Fatal: Failed to start mining: etherbase missing: etherbase must be explicitly specified
which does not occur when running locally with docker-compose. After examining the logs, I saw there is a difference between how the nodes startup locally with docker-compose and on kubernetes, which is the following lines:
locally I see the following lines in each node's output:
INFO [] Initialising Ethereum protocol name=istanbul versions="[99 64]" network=10 dbversion=7
...
DEBUG[] InProc registered namespace=istanbul
on kubernetes (either in minikube or AWS) I see these lines differently:
INFO [] Initialising Ethereum protocol name=eth versions="[64 63]" network=10 dbversion=7
...
DEBUG[] IPC registered namespace=eth
DEBUG[] IPC registered namespace=ethash
Why is this happening? What is the significance of name=istanbul/eth
? My common sense logic says that the error happens because of the use of name=eth
, instead of name=istanbul
. But I don't know the significance of this, and more importantly, I don't know what it is I did to inadvertently affect the kubernetes deployment.
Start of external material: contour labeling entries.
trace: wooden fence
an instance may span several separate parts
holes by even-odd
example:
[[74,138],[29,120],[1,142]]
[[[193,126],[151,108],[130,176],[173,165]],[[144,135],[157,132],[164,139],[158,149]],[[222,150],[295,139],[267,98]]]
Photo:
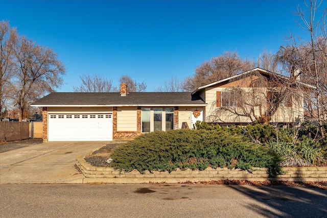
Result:
[[30,138],[30,123],[0,122],[0,141]]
Any ideas how to fix this?
EDIT
I tried to address what David Maze mentioned in his comment, i.e. that the node directory gets overwritten, so I created a new directory in the image with
RUN mkdir /opt/nodedata/
and used that to mount volumes in kubernetes. I also used StatefulSets instead of Deployments in kubernetes. The relevant yaml follows:
apiVersion: apps/v1
kind: StatefulSet
metadata:
name: qnode0
spec:
serviceName: qnode0
replicas: 1
selector:
matchLabels:
app: qnode0
template:
metadata:
labels:
app: qnode0
spec:
containers:
- image: <myDockerHub>/qnode0
imagePullPolicy: ""
name: qnode0
ports:
- protocol: TCP
containerPort: 22000
- protocol: TCP
containerPort: 30303
volumeMounts:
- mountPath: /opt/nodedata
name: qnode0-data
restartPolicy: Always
serviceAccountName: ""
volumes:
- name: qnode0-data
persistentVolumeClaim:
claimName: qnode0-data
Changing the volume mount immediately produced the correct behaviour of
INFO [] Initialising Ethereum protocol name=istanbul
However, I had networking issues, which I solved by using the environment variables that kubernetes sets for each service, which include the IP each service is running at, e.g.:
QNODE0_PORT_30303_TCP_ADDR=172.20.115.164
I also changed my kubernetes services a little, as follows:
apiVersion: v1
kind: Service
metadata:
labels:
app: qnode0
name: qnode0
spec:
ports:
- name: "22000"
port: 22000
targetPort: 22000
- name: "30303"
port: 30303
targetPort: 30303
selector:
app: qnode0
Using the environment variables to properly initialise the quorum files solved the networking problem.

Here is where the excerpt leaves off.